There’s still some housekeeping to take care of—after all, we didn’t generate this data ourselves, so we need to make sure everything’s in order. Here’s the game plan: 

---
- **Map to Reference FASTA**: 
    - Let’s make sure those lifted-over variants actually match the sequence of the new genome build.
- **Strand Flips**: 
    - Keep an eye out for major/minor (reference/alternate) allele mix-ups. Sometimes the reference strand orientation flips between builds, and we need to straighten that out.
- **Palindromic SNPs**: 
    - These variants are indistinguishable on forward and reverse strands, making them a headache for allele assignment. Since they’re too ambiguous to resolve confidently, we’ll filter them out entirely
- **Invalid SNPs**: 
    - Last but not least, filter out any variants where the reference allele doesn’t match the new build. Only the real deal makes the cut!
    

In [4]:

class ReferenceAligner:
    def __init__(self, study_name, base_name, genome_fasta, output_directory):
        """
        Initialize the ReferenceAligner class.

        Args:
            study_name : Name of the study.
            base_name : Base name of the input files (without extensions).
            genome_fasta : Path to the reference genome FASTA file.
            output_directory : Directory where temporary and output files will be saved.
        """
        self.study_name = study_name
        self.base_name = base_name
        self.genome_fasta = genome_fasta
        self.output_directory = output_directory
        self.intermediate_files = []
        # Create the output directory if it doesn't exist
        os.makedirs(self.output_directory, exist_ok=True)
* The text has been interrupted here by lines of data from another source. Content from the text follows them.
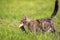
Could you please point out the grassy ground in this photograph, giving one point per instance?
(11, 11)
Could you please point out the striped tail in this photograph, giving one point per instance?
(55, 9)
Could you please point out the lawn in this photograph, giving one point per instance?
(11, 12)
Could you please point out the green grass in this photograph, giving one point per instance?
(11, 11)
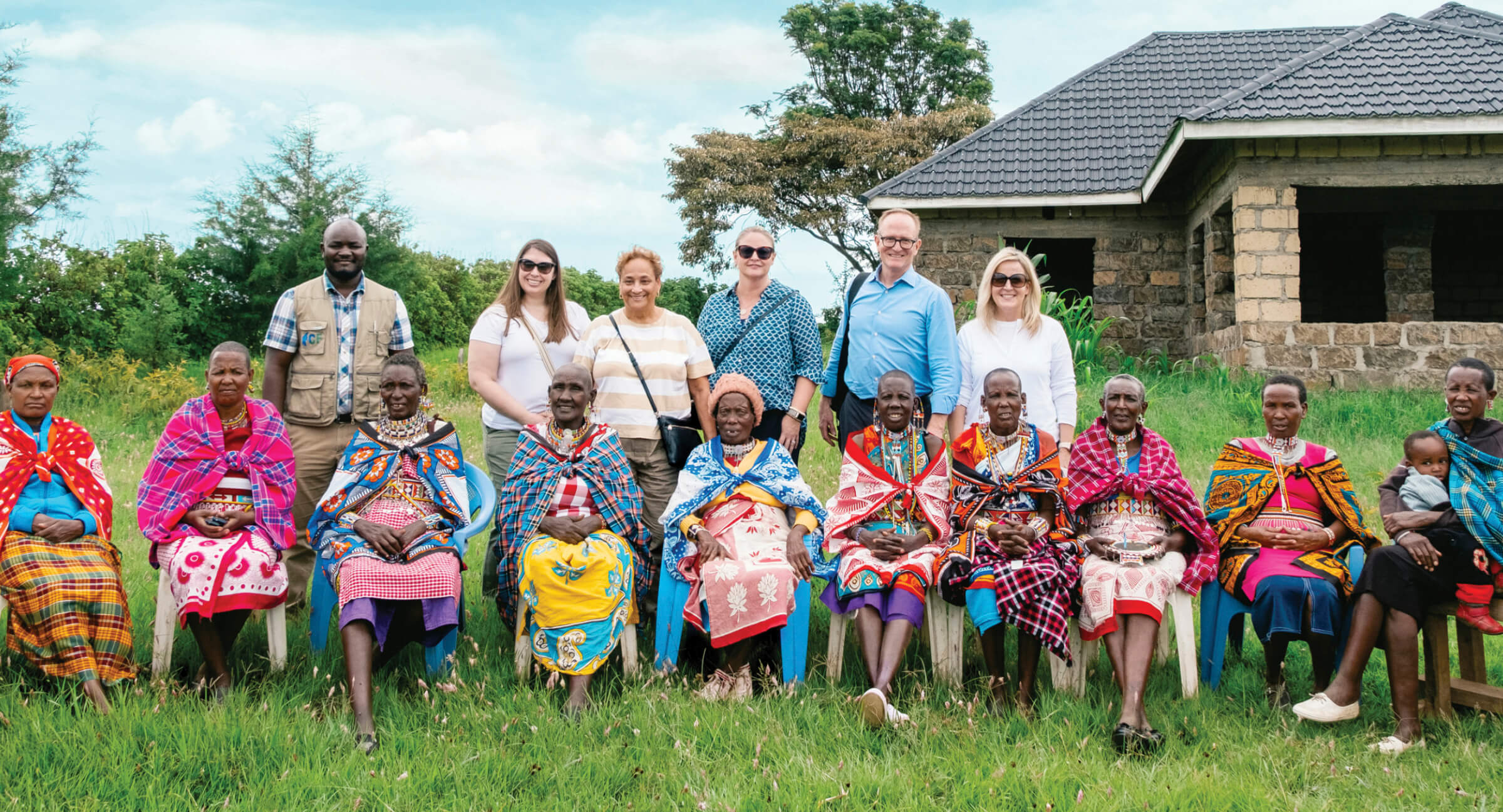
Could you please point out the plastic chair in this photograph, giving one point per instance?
(166, 629)
(438, 656)
(1222, 622)
(1072, 679)
(669, 626)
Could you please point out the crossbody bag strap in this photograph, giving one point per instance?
(748, 328)
(547, 363)
(635, 366)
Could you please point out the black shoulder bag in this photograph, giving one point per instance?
(680, 435)
(746, 330)
(845, 343)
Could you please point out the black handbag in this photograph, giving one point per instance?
(680, 435)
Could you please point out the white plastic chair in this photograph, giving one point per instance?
(946, 627)
(166, 627)
(1072, 679)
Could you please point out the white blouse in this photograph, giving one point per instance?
(1042, 361)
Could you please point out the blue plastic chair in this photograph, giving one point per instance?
(1222, 620)
(438, 656)
(669, 626)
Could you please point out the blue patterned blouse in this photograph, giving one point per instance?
(780, 348)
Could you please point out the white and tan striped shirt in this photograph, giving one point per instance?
(669, 351)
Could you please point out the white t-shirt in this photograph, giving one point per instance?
(669, 351)
(520, 367)
(1042, 361)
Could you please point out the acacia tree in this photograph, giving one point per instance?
(891, 85)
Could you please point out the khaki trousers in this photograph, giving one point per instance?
(501, 446)
(318, 451)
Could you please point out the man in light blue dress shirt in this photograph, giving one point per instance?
(898, 321)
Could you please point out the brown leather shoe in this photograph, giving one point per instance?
(1477, 615)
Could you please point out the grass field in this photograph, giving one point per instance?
(483, 742)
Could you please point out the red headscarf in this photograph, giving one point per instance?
(23, 361)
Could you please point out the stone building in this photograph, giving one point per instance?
(1314, 200)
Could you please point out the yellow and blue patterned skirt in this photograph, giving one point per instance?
(577, 599)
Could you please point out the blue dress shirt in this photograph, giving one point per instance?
(47, 498)
(908, 326)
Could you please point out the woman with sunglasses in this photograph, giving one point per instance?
(764, 330)
(1011, 331)
(517, 342)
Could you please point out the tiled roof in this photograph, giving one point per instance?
(1455, 14)
(1101, 131)
(1394, 66)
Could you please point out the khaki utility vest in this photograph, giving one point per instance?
(313, 393)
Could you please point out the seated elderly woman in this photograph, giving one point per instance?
(576, 547)
(1013, 558)
(1129, 496)
(1286, 515)
(58, 569)
(1437, 555)
(731, 539)
(215, 504)
(889, 524)
(385, 533)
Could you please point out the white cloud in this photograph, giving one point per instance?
(632, 51)
(205, 126)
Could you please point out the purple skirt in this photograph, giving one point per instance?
(438, 617)
(889, 604)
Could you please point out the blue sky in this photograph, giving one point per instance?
(495, 122)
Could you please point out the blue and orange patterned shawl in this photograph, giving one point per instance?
(707, 476)
(531, 483)
(1242, 483)
(190, 462)
(1477, 489)
(366, 468)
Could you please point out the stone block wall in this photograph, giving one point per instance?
(1382, 354)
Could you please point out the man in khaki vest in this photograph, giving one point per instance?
(325, 346)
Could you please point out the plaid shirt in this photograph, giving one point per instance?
(283, 333)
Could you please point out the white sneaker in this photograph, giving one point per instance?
(1320, 709)
(874, 707)
(1394, 745)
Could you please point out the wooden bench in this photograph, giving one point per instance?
(1440, 691)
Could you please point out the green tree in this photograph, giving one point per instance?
(891, 85)
(264, 237)
(874, 61)
(803, 173)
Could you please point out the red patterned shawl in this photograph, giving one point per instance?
(70, 453)
(1096, 477)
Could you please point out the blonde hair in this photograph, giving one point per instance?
(644, 255)
(1033, 297)
(919, 225)
(755, 230)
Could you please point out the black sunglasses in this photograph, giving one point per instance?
(761, 253)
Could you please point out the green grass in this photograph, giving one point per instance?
(283, 740)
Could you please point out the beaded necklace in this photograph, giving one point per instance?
(899, 453)
(403, 432)
(1279, 448)
(996, 446)
(566, 439)
(1120, 443)
(737, 453)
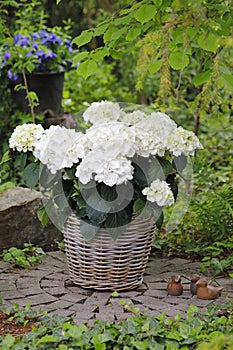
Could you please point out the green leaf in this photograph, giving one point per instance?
(166, 166)
(109, 33)
(101, 29)
(43, 216)
(96, 217)
(228, 80)
(180, 162)
(201, 78)
(47, 339)
(178, 60)
(99, 54)
(208, 42)
(133, 34)
(30, 175)
(79, 57)
(139, 205)
(7, 342)
(159, 220)
(145, 13)
(5, 158)
(84, 38)
(87, 68)
(154, 66)
(108, 193)
(140, 176)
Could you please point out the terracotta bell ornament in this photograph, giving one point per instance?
(206, 291)
(175, 286)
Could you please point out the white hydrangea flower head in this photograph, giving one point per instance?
(148, 143)
(160, 123)
(98, 134)
(159, 192)
(107, 163)
(133, 117)
(55, 148)
(24, 137)
(181, 141)
(100, 112)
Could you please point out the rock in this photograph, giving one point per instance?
(19, 223)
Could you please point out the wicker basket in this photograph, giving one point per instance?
(107, 264)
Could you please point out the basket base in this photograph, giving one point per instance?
(118, 287)
(107, 264)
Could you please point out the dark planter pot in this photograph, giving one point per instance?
(48, 87)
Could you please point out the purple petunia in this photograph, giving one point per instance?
(17, 37)
(35, 46)
(35, 36)
(7, 55)
(45, 50)
(24, 41)
(11, 75)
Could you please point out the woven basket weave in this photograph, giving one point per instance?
(107, 264)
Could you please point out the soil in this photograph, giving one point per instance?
(13, 327)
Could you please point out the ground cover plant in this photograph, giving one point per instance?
(199, 331)
(190, 79)
(26, 257)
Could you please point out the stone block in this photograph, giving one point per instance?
(19, 223)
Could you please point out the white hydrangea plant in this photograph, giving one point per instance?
(116, 150)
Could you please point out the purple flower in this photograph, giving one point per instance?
(35, 46)
(24, 41)
(35, 36)
(11, 75)
(69, 45)
(50, 54)
(40, 53)
(17, 37)
(7, 55)
(43, 33)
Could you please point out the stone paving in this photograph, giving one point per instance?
(47, 287)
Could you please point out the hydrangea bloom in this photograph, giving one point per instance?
(181, 141)
(25, 136)
(133, 117)
(110, 131)
(159, 192)
(55, 148)
(107, 163)
(100, 112)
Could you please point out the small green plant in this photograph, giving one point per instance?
(26, 257)
(196, 332)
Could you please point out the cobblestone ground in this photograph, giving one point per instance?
(47, 287)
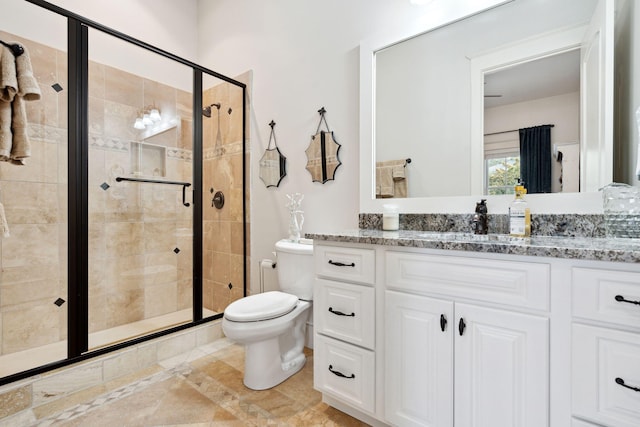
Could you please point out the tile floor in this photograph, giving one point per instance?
(206, 391)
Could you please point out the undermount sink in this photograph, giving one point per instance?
(469, 237)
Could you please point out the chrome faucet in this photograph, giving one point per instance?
(480, 220)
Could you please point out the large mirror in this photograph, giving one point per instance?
(454, 98)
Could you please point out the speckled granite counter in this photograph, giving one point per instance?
(587, 248)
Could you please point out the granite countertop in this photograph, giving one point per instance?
(586, 248)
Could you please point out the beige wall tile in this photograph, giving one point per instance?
(14, 401)
(124, 307)
(119, 119)
(123, 88)
(120, 364)
(160, 267)
(185, 292)
(20, 293)
(160, 299)
(31, 203)
(160, 236)
(29, 327)
(96, 80)
(125, 273)
(31, 245)
(96, 115)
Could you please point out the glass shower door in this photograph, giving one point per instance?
(140, 186)
(223, 256)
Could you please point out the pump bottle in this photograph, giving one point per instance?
(519, 214)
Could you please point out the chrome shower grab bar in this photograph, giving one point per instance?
(157, 181)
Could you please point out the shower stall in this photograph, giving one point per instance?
(128, 220)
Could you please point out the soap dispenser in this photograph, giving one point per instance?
(519, 213)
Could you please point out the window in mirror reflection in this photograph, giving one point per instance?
(502, 173)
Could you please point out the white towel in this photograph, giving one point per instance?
(391, 179)
(17, 84)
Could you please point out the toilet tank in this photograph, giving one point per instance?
(295, 267)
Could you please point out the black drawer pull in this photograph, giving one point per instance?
(340, 374)
(339, 313)
(461, 326)
(443, 322)
(620, 298)
(341, 264)
(621, 382)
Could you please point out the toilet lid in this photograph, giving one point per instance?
(263, 306)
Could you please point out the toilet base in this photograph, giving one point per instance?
(263, 367)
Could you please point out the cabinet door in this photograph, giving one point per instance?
(606, 375)
(419, 361)
(501, 368)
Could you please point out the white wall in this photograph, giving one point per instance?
(166, 24)
(304, 56)
(562, 111)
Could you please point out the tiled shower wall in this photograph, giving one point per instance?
(140, 234)
(223, 244)
(33, 258)
(140, 241)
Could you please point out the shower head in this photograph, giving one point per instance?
(206, 111)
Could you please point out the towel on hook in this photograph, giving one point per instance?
(17, 84)
(8, 75)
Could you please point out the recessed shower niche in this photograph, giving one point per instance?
(148, 159)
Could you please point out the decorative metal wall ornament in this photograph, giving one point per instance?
(273, 165)
(322, 153)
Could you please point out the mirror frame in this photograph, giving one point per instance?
(446, 13)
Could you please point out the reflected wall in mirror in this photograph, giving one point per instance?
(541, 91)
(426, 105)
(322, 153)
(322, 157)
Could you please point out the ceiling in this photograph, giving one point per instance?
(541, 78)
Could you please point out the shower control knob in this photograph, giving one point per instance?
(218, 200)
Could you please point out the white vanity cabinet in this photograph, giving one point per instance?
(410, 336)
(440, 319)
(606, 346)
(344, 323)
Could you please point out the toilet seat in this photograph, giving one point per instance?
(265, 306)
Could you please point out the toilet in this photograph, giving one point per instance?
(272, 325)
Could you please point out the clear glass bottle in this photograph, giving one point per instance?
(519, 214)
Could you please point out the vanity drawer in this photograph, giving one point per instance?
(595, 291)
(600, 356)
(345, 311)
(344, 371)
(507, 282)
(342, 263)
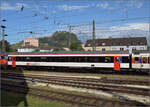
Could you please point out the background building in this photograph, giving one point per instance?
(118, 44)
(30, 41)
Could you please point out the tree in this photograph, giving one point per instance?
(76, 46)
(7, 46)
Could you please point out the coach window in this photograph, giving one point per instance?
(43, 58)
(125, 59)
(28, 58)
(136, 59)
(149, 60)
(144, 59)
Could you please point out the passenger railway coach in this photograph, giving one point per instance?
(98, 60)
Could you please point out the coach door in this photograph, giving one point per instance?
(117, 63)
(13, 61)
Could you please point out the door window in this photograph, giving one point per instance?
(116, 59)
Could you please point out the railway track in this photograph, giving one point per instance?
(82, 83)
(80, 100)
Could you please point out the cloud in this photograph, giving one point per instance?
(73, 7)
(7, 6)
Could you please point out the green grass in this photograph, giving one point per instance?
(14, 99)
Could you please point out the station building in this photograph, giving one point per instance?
(117, 44)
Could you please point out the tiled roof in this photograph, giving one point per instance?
(132, 41)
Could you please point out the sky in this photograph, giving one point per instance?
(113, 18)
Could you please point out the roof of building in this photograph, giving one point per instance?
(131, 41)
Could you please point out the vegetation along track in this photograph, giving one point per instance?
(63, 81)
(80, 100)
        # Initialize current BIM and FAM files
        self.current_bim = f"{self.base_name}.bim"
        self.current_fam = f"{self.base_name}.fam"

    def strand_flip(self, a):
        """Helper function to flip alleles."""
        return {'A': 'T', 'C': 'G', 'G': 'C', 'T': 'A'}[a]

    def generate_alignment_files(self):
      
        #Generate the necessary files for alignment (remove.txt, strand_flip.txt, force_a1.txt).
        
        n_total_variants = 0
        n_non_snps = 0
        n_palindromic = 0
        n_flip_strand = 0
        n_force_ref_allele = 0
        n_no_ref_match = 0

        # Define paths for output files 
        self.remove_file = os.path.join(self.output_directory, f"{os.path.basename(self.base_name)}.remove.txt")
        self.flip_file = os.path.join(self.output_directory, f"{os.path.basename(self.base_name)}.strand_flip.txt")
        self.force_file = os.path.join(self.output_directory, f"{os.path.basename(self.base_name)}.force_a1.txt")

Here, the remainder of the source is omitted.